Researchers at the Mayo Clinic have developed milk-derived nanoparticles capable of delivering gene-therapy payloads directly to cholangiocarcinoma tumors [1].
This development targets a rare and aggressive form of bile duct cancer that currently has limited treatment options. By improving the precision of therapy delivery, the platform aims to increase the effectiveness of aggressive treatments for patients with this disease [2].
The research, based in Rochester, Minnesota, utilizes a nanoparticle platform to navigate the body and deposit therapeutic agents into the malignant cells [1]. Cholangiocarcinoma is known for its resilience against standard therapies, making targeted delivery a critical hurdle for oncologists [2].
Dr. Rory Smoot, a surgical oncologist at the Mayo Clinic, is among the researchers working on the project [1]. The effort involves collaboration with patient advocates, including Melinda Bachini, the chief patient officer of the Cholangiocarcinoma Foundation and a 16-year survivor of the disease [1].
According to reports released in March 2026, these nanoparticles allow physicians to be more aggressive with gene therapies while minimizing damage to healthy tissue [2, 3]. The system leverages the natural properties of milk-derived components to bypass the body's immune defenses and reach the tumor site [3].
This approach represents a shift toward bio-inspired delivery systems in oncology.

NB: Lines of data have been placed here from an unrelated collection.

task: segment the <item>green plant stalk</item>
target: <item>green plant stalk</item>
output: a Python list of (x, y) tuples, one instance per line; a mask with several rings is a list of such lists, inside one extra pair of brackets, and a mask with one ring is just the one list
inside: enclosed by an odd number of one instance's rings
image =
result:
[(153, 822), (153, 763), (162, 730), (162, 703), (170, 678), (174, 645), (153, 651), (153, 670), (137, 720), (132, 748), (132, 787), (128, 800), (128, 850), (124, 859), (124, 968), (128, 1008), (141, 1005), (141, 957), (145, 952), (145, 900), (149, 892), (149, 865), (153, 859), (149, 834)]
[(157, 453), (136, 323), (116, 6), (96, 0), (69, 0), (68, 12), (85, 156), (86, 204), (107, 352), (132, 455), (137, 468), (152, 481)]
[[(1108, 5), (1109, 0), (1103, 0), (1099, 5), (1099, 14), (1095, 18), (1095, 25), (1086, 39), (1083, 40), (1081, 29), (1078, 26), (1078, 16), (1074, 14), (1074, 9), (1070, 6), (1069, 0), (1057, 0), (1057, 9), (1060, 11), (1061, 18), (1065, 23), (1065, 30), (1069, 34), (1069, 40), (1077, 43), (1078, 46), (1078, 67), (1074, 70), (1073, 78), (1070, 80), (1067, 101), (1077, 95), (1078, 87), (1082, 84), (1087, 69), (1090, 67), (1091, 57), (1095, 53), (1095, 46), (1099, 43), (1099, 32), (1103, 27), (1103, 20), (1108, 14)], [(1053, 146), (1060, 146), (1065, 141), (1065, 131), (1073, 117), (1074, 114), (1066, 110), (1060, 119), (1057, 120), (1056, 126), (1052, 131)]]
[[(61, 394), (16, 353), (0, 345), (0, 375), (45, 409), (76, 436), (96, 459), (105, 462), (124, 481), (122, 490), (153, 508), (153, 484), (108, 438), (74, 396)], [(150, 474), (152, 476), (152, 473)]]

By using naturally occurring substances to house synthetic gene therapies, the researchers hope to reduce the toxicity often associated with systemic cancer treatments [2].

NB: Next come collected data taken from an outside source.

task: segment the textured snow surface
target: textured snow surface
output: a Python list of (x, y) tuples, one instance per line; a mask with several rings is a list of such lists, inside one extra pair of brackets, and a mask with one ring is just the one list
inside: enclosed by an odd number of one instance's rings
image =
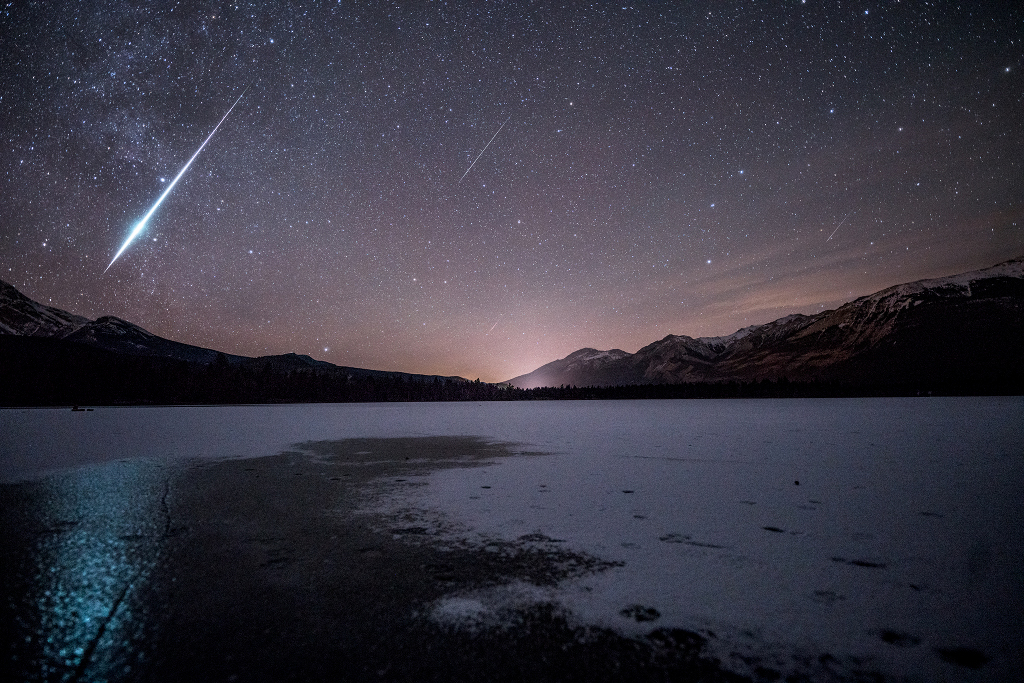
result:
[(410, 477), (367, 509), (428, 542), (554, 539), (623, 563), (451, 595), (439, 621), (493, 626), (555, 602), (627, 634), (713, 633), (738, 671), (754, 666), (743, 656), (816, 679), (1024, 680), (1021, 398), (2, 410), (0, 477), (431, 435), (550, 455)]
[[(626, 633), (714, 632), (738, 671), (752, 672), (743, 654), (812, 678), (1021, 673), (1020, 399), (535, 408), (492, 433), (518, 431), (527, 448), (554, 455), (410, 480), (376, 509), (422, 510), (404, 519), (481, 547), (546, 537), (623, 562), (544, 599)], [(472, 606), (461, 614), (474, 624), (509, 595), (457, 599), (466, 602), (439, 607), (438, 618)], [(659, 616), (638, 621), (636, 606)], [(936, 648), (989, 662), (953, 665)], [(838, 662), (821, 665), (823, 653)]]

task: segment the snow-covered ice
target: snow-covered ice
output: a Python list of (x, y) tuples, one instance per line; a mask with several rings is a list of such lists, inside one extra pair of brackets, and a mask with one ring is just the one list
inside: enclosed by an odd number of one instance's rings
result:
[[(417, 523), (462, 542), (537, 535), (622, 562), (545, 599), (627, 633), (713, 632), (741, 671), (737, 654), (814, 677), (1020, 672), (1020, 399), (506, 410), (489, 433), (552, 455), (438, 471), (375, 509), (420, 510)], [(460, 596), (482, 611), (500, 598)], [(630, 606), (653, 611), (637, 620)], [(977, 653), (991, 661), (962, 666)]]
[(451, 595), (439, 621), (493, 625), (545, 601), (627, 634), (714, 634), (747, 673), (1022, 673), (1019, 397), (4, 410), (0, 478), (444, 435), (533, 454), (382, 486), (367, 508), (413, 511), (431, 542), (554, 539), (622, 564)]

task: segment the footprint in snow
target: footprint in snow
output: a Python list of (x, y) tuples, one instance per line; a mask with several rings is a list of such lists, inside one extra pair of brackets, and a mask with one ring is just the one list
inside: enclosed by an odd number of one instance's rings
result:
[(624, 617), (635, 619), (636, 621), (654, 621), (661, 617), (661, 612), (654, 609), (653, 607), (647, 607), (645, 605), (630, 605), (624, 610), (619, 612)]
[(853, 565), (854, 567), (867, 567), (869, 569), (885, 569), (884, 562), (869, 562), (868, 560), (848, 560), (845, 557), (833, 557), (833, 562)]
[(879, 632), (878, 637), (882, 639), (882, 642), (896, 647), (915, 647), (921, 644), (920, 638), (902, 631), (884, 629)]
[(980, 669), (988, 663), (988, 657), (984, 652), (975, 650), (973, 647), (937, 647), (935, 653), (944, 662), (963, 666), (968, 669)]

“Researchers have developed milk-derived nanoparticles that can deliver gene-therapy payloads directly to cholangiocarcinoma tumors.”
The use of milk-derived nanoparticles suggests a move toward 'biomimetic' drug delivery, where natural substances are used to trick the immune system into accepting foreign therapeutic payloads. If successful, this could provide a blueprint for treating other rare, hard-to-reach cancers that are currently resistant to traditional chemotherapy or systemic gene therapy.